Pada akhir September 2020, lebih dari 400 paus pilot terdampar di tempat yang sama dalam kasus terdampar terbesar yang pernah terjadi di Australia , seperti dilansir BBC .
Sekarang, marinir konservasionis sedang bekerja untuk menyelamatkan sebanyak mungkin Paus mungkin, dengan Berita ABC Australia melaporkan bahwa Departemen Sumber Daya Alam dan Lingkungan Tasmania yakin sekitar 50% masih hidup.
Budidaya Huon melalui Getty Images
David Midson , manajer umum Dewan Pantai Barat, mengatakan, 'Hal terpenting, jika Anda tidak diundang oleh taman atau salah satu organisasi yang membantu adalah menjauh. Memiliki orang tambahan benar-benar dapat menghambat upaya penyelamatan mereka, ' mendesak orang untuk menjauh dari area tersebut selama pekerjaan berlanjut.
“Paus adalah spesies yang dilindungi, bahkan pernah mati, dan mengganggu bangkai adalah pelanggaran,” jelasnya.
Saat ini, tim dari Departemen Sumber Daya Nasional Australia dan Program Konservasi Laut Tasmania (MCP) Lingkungan bekerja sama dengan Tasmania Parks and Wildlife Service dan Polisi Tasmania di Strahan untuk mengatur operasi penyelamatan.

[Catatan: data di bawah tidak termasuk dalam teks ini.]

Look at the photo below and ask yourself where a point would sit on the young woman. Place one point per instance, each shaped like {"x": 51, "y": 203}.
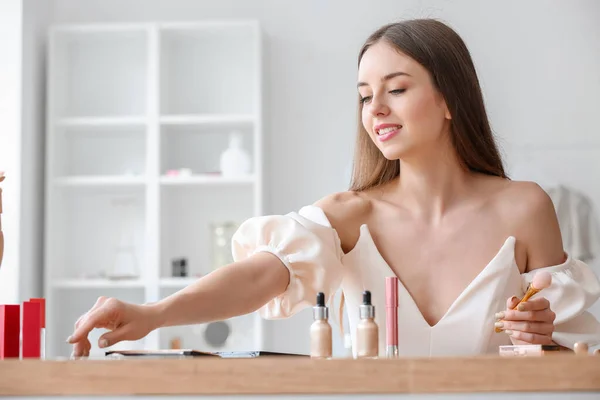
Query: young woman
{"x": 429, "y": 203}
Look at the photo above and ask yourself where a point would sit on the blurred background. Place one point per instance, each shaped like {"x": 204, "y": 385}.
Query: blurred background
{"x": 137, "y": 134}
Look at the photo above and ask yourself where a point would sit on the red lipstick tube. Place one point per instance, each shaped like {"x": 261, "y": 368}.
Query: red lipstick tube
{"x": 391, "y": 316}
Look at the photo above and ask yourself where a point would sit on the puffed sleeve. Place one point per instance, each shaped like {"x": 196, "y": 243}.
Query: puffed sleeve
{"x": 575, "y": 287}
{"x": 306, "y": 244}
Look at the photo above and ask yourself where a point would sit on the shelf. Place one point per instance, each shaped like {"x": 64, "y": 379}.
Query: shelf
{"x": 208, "y": 119}
{"x": 208, "y": 69}
{"x": 100, "y": 121}
{"x": 177, "y": 283}
{"x": 98, "y": 73}
{"x": 100, "y": 181}
{"x": 198, "y": 180}
{"x": 97, "y": 283}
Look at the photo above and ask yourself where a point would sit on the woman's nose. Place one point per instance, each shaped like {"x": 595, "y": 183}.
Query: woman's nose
{"x": 378, "y": 107}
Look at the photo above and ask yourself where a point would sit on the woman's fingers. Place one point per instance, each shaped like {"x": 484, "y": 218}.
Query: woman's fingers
{"x": 527, "y": 337}
{"x": 545, "y": 315}
{"x": 543, "y": 328}
{"x": 534, "y": 305}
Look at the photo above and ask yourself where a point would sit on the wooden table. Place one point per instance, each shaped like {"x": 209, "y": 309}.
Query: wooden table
{"x": 564, "y": 373}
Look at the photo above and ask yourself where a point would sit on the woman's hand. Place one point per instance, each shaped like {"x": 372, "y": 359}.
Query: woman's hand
{"x": 125, "y": 321}
{"x": 531, "y": 323}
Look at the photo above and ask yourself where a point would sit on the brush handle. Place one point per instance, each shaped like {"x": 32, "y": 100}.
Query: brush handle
{"x": 531, "y": 291}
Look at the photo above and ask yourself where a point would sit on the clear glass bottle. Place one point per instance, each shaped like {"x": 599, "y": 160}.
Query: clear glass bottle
{"x": 320, "y": 330}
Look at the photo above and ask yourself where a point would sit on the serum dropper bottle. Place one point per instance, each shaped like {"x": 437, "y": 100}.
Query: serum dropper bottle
{"x": 320, "y": 330}
{"x": 367, "y": 331}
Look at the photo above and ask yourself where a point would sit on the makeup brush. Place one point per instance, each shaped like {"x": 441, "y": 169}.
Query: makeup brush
{"x": 540, "y": 281}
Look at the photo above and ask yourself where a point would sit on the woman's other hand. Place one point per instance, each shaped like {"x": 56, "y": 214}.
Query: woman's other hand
{"x": 532, "y": 322}
{"x": 124, "y": 321}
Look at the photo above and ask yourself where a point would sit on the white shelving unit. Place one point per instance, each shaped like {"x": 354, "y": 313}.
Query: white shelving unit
{"x": 126, "y": 105}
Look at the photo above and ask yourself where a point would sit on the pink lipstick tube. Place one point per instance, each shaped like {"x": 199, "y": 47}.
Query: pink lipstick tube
{"x": 391, "y": 316}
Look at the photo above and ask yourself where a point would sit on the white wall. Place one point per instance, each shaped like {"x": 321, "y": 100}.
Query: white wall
{"x": 10, "y": 126}
{"x": 36, "y": 16}
{"x": 22, "y": 67}
{"x": 538, "y": 63}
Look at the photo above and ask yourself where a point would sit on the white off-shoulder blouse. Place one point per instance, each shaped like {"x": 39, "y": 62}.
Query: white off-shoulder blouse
{"x": 310, "y": 248}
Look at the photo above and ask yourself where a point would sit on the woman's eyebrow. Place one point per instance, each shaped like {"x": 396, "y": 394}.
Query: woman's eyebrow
{"x": 385, "y": 78}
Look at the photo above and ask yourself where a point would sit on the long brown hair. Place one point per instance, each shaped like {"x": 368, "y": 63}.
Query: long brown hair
{"x": 441, "y": 51}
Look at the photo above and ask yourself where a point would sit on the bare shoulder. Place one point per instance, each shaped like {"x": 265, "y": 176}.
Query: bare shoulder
{"x": 346, "y": 211}
{"x": 531, "y": 215}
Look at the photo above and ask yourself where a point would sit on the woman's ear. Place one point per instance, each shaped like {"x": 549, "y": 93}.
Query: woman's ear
{"x": 447, "y": 112}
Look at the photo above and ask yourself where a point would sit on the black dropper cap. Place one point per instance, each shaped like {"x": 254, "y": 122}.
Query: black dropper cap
{"x": 320, "y": 299}
{"x": 366, "y": 309}
{"x": 366, "y": 298}
{"x": 319, "y": 310}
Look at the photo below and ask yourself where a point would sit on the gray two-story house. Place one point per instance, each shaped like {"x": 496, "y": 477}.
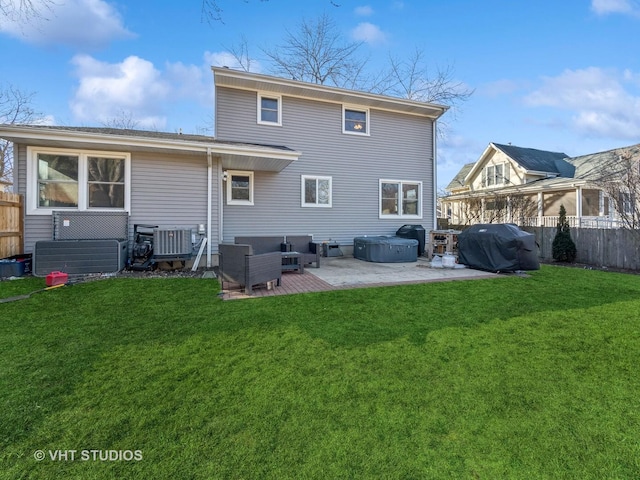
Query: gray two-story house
{"x": 287, "y": 158}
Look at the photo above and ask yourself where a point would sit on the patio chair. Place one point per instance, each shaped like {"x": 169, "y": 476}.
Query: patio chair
{"x": 239, "y": 265}
{"x": 311, "y": 252}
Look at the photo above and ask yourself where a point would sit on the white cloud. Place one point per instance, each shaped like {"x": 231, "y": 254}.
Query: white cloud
{"x": 77, "y": 23}
{"x": 626, "y": 7}
{"x": 135, "y": 86}
{"x": 364, "y": 11}
{"x": 105, "y": 90}
{"x": 602, "y": 103}
{"x": 369, "y": 33}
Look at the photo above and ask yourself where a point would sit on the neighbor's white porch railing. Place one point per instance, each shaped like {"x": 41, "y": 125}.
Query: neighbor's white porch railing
{"x": 574, "y": 222}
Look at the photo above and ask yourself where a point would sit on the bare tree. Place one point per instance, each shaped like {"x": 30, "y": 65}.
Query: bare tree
{"x": 411, "y": 78}
{"x": 317, "y": 53}
{"x": 15, "y": 109}
{"x": 240, "y": 52}
{"x": 619, "y": 178}
{"x": 124, "y": 119}
{"x": 25, "y": 11}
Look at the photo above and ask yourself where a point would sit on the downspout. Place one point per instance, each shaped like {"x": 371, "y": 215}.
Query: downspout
{"x": 209, "y": 206}
{"x": 220, "y": 202}
{"x": 435, "y": 177}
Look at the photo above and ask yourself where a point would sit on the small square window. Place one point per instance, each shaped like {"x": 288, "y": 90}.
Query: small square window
{"x": 316, "y": 191}
{"x": 355, "y": 121}
{"x": 239, "y": 188}
{"x": 400, "y": 198}
{"x": 269, "y": 109}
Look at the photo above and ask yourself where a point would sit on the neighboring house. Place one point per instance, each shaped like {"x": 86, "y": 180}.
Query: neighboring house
{"x": 288, "y": 158}
{"x": 527, "y": 186}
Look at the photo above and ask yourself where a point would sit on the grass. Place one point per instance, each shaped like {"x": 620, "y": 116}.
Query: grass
{"x": 505, "y": 378}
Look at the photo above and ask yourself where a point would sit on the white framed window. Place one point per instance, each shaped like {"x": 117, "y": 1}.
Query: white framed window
{"x": 355, "y": 120}
{"x": 400, "y": 199}
{"x": 239, "y": 187}
{"x": 497, "y": 174}
{"x": 61, "y": 179}
{"x": 269, "y": 109}
{"x": 316, "y": 191}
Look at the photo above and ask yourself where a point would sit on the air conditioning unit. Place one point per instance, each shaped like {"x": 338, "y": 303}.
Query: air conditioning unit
{"x": 171, "y": 242}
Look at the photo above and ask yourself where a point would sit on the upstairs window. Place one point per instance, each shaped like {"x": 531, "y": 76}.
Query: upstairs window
{"x": 269, "y": 109}
{"x": 355, "y": 121}
{"x": 239, "y": 188}
{"x": 400, "y": 199}
{"x": 496, "y": 175}
{"x": 316, "y": 191}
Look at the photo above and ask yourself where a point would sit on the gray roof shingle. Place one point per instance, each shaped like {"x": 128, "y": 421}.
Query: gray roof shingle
{"x": 539, "y": 160}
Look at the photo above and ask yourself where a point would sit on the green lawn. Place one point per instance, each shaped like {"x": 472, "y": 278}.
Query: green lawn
{"x": 532, "y": 378}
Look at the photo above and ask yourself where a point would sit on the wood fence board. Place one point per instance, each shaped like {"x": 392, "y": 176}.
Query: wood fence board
{"x": 11, "y": 224}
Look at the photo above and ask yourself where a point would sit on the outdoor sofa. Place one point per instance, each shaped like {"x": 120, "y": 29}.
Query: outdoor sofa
{"x": 240, "y": 264}
{"x": 303, "y": 244}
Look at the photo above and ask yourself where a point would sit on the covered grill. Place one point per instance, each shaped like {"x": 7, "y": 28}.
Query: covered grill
{"x": 500, "y": 247}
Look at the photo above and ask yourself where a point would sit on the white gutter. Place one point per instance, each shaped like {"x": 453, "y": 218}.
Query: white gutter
{"x": 209, "y": 200}
{"x": 53, "y": 135}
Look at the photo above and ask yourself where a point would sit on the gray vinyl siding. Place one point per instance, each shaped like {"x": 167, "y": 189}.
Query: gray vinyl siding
{"x": 36, "y": 227}
{"x": 166, "y": 190}
{"x": 399, "y": 148}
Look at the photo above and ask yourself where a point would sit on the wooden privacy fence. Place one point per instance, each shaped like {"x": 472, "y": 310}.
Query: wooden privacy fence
{"x": 613, "y": 248}
{"x": 11, "y": 225}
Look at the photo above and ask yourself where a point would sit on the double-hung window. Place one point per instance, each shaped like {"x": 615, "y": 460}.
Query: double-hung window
{"x": 400, "y": 198}
{"x": 77, "y": 180}
{"x": 239, "y": 187}
{"x": 316, "y": 191}
{"x": 355, "y": 121}
{"x": 496, "y": 174}
{"x": 269, "y": 109}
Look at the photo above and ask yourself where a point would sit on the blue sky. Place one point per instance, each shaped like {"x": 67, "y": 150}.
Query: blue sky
{"x": 553, "y": 75}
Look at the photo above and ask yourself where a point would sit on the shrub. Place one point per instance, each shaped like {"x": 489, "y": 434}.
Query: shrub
{"x": 563, "y": 248}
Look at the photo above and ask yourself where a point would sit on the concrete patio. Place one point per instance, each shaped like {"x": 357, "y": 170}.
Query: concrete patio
{"x": 348, "y": 272}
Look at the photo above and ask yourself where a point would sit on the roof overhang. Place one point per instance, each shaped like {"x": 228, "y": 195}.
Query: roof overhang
{"x": 233, "y": 155}
{"x": 226, "y": 77}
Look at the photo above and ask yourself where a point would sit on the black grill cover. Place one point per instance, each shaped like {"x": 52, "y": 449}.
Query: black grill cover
{"x": 499, "y": 247}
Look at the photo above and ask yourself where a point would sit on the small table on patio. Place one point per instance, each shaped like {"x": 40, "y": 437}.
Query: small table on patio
{"x": 292, "y": 261}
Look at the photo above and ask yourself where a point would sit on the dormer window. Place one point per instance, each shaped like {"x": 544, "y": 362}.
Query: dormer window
{"x": 495, "y": 175}
{"x": 269, "y": 109}
{"x": 355, "y": 121}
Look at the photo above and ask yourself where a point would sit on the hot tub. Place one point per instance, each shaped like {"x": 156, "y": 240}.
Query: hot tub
{"x": 384, "y": 249}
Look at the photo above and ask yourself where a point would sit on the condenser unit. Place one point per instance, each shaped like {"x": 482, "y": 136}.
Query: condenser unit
{"x": 171, "y": 243}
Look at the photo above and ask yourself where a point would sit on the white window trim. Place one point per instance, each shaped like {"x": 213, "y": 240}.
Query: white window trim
{"x": 229, "y": 174}
{"x": 83, "y": 183}
{"x": 303, "y": 178}
{"x": 259, "y": 110}
{"x": 356, "y": 109}
{"x": 400, "y": 214}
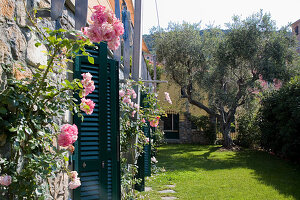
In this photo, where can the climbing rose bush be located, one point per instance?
(167, 98)
(105, 27)
(87, 106)
(68, 135)
(75, 181)
(5, 180)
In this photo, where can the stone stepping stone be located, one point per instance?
(168, 198)
(167, 191)
(171, 186)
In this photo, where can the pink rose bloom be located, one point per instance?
(94, 33)
(136, 106)
(126, 99)
(87, 76)
(74, 174)
(87, 106)
(114, 44)
(128, 92)
(65, 139)
(153, 159)
(167, 98)
(99, 8)
(70, 129)
(5, 180)
(133, 113)
(121, 93)
(75, 183)
(154, 123)
(134, 95)
(119, 28)
(131, 104)
(108, 32)
(277, 83)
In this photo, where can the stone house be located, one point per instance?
(18, 50)
(296, 32)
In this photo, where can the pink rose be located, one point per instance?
(108, 31)
(155, 122)
(136, 106)
(74, 174)
(121, 93)
(75, 183)
(114, 43)
(87, 76)
(131, 104)
(126, 99)
(167, 98)
(65, 139)
(134, 95)
(147, 140)
(153, 160)
(5, 180)
(71, 130)
(119, 28)
(133, 113)
(87, 105)
(71, 148)
(94, 33)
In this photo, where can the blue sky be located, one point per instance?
(216, 12)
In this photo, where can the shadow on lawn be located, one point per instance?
(272, 171)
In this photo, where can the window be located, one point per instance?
(171, 125)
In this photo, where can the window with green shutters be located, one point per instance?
(96, 156)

Departemen Sumber Daya Nasional mengatakan dalam sebuah pernyataan resmi, dilaporkan oleh Berita ABC Australia , 'Tanggapan terdampar di daerah ini kompleks. Jika ditentukan ada kebutuhan bantuan dari masyarakat umum, permintaan akan dilakukan melalui berbagai jalan.'
Budidaya Huon melalui Getty Images
Menurut Departemen Konservasi Selandia Baru , 'Paus pilot adalah hewan terdampar yang produktif, dan perilaku ini tidak dipahami dengan baik.'
Negara ini telah mengalami kasus terdampar massal dari spesies tersebut, dan departemen tersebut menyatakan bahwa paus pilot terbesar yang pernah terdampar adalah sekitar 1.000 paus pada tahun 1918.
Beberapa teori mengapa paus pilot akhirnya terdampar bersama termasuk 'bahwa ekolokasi paus pilot tidak cocok untuk perairan yang dangkal dan landai,' tetapi mereka mengikuti sumber makanan mereka dan akhirnya bingung, atau bahwa spesies yang sangat sosial mengikutinya. satu paus terdampar di pod untuk membantu mereka tetapi akhirnya terdampar juga.
Ilmuwan kelautan Universitas Griffith Olaf Meynecke diberi tahu Berita NBC bahwa perubahan iklim sedang bergeser laut arus, dan akibatnya, paus 'akan pergi ke daerah yang berbeda dan mencari sumber makanan yang berbeda. Ketika mereka melakukan ini, mereka tidak dalam kondisi fisik terbaik karena mereka mungkin kelaparan, sehingga ini dapat membuat mereka mengambil lebih banyak risiko dan mungkin pergi lebih dekat ke pantai.”